The DITA map result file (Unified Map)
<!DOCTYPE map PUBLIC "-//OASIS//DTD DITA Map//EN" "map.dtd">
<map xmlns:ditaarch="http://dita.oasis-open.org/architecture/2005/">
<title>Simple DITA Map Sample</title>
<topicref href="../topics/topic1.dita" status="unchanged">
<topicref href="../topics/topic2.dita" status="unchanged"/>
</topicref>
<topicref href="../../_a-0-file-/topics/topic4a.dita"
rev="deltaxml-delete" status="deleted"/>
<topicref href="../topics/topic3.dita" status="changed"/>
<topicref href="../topics/topic4B.dita" rev="deltaxml-add" status="new"/>
</map>
This Unified Map structure aspires to combine the benefits of the Topic Set and Map Pair result structures. So it preserves the hierarchy of topic references in DitaMap B and attempts to insert 'missing' DitaMap A topic references (and their hierarchy also) as close as possible to the DitaMap B location where they are found to be missing.

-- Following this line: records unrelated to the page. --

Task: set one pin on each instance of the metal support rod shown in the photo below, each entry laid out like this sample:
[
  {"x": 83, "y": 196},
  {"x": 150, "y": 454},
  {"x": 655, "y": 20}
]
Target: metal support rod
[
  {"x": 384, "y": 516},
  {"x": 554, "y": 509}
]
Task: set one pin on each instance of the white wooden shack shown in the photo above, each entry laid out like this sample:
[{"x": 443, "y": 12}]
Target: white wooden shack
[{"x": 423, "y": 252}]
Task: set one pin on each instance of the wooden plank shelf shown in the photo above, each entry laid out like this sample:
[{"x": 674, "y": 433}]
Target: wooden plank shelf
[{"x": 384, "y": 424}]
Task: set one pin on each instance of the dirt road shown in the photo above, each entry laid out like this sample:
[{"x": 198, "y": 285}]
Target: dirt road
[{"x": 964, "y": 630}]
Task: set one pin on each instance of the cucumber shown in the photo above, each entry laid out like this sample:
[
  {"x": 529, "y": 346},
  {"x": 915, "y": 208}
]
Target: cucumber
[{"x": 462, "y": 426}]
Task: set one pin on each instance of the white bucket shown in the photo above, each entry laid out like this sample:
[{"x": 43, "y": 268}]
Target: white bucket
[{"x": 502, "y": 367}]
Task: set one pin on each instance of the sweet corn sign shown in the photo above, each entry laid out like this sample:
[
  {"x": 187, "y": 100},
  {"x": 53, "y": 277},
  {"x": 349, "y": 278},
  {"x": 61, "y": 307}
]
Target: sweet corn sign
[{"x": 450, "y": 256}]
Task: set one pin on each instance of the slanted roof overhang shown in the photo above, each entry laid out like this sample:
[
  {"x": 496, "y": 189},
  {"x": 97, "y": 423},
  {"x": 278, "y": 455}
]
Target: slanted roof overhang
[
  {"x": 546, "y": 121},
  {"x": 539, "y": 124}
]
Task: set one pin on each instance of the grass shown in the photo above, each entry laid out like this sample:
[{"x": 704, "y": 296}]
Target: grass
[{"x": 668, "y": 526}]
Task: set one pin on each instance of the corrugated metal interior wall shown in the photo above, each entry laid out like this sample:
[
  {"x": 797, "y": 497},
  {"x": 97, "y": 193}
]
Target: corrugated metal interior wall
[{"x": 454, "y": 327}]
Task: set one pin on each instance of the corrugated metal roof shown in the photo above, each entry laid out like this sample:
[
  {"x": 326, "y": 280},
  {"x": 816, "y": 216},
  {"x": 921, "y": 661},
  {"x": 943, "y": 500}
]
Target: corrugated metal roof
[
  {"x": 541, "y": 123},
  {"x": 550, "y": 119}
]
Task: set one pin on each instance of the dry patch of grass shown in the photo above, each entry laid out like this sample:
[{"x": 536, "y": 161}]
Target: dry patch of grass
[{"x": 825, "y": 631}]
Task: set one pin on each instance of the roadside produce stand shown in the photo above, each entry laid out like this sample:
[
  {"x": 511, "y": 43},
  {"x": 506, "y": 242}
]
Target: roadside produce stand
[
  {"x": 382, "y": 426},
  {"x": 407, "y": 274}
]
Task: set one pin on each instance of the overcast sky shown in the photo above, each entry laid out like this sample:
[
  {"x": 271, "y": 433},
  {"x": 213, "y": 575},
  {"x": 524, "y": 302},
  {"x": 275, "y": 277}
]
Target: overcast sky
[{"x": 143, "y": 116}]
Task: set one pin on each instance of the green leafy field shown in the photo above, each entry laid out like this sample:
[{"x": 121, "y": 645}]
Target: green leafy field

This result structure is most suitable for cases where the structure of the two DitaMaps (A and B) is broadly similar, so missing topic references can be inserted close to their original position without compromising the original structure. This diagram shows a oXygen XML Editor screenshot of a 'Unified Map' comparison result structure:
Configuring a Comparison
DITA Compare provides a set of parameters used to control the way comparisons are performed and results are formatted. Initially these parameters have default values for the most common use cases, but these values can be configured via the command-line, GUI or API. A summary of the features controlled by parameters is given in the table below:
Category | Description |
---|---|
Lexical Preservation | Control preservation of processing instructions, comments, whitespace, entity references, DTD declarations etc. |
Text Comparison | Control the granularity of a comparison, (e.g. word by word) |
Table Processing | Validation and processing of DITA tables |
Representation of Revisions | How the revision of elements, attributes or other node types is represented in the result. |
Map Control | For map comparisons. Affects the way DITA maps are copied and results structured |
Editor Optimization | Optimise the output to suit specific DITA editors |
DITA settings | Control features for specialization, element ordering, reference resolving etc. |
Full details on all these parameters can be found in DITA Compare Parameters. In addition to these parameters, a set of Configuration Properties can be used to control DITA Compare at a low-level.
Command Line
The command line syntax for invoking a comparison with comparison parameters is shown in the topic comparison example below - here param is the parameter name and value is the value to assign to the parameter.
java -jar deltaxml-dita.jar compare topic in1.xml in2.xml out.xml [param=value]*
Java API
Comparison parameters are available (for setting or getting) via setter/getter methods available on the top-level DitaCompare
, DitaMapTopicsetCompare
and DitaTopic
objects. Naturally, parameters applicable only to map comparisons are not accessible from the DitaTopic
object.
.NET API
Comparison parameters are exposed as read/write properties on the top-level DitaCompareDotNet DitaMapCompareDotNet DitaTopicCompareDotNet objects. Naturally, parameters applicable only to map comparisons are not accessible from the DitaTopicDotNet object.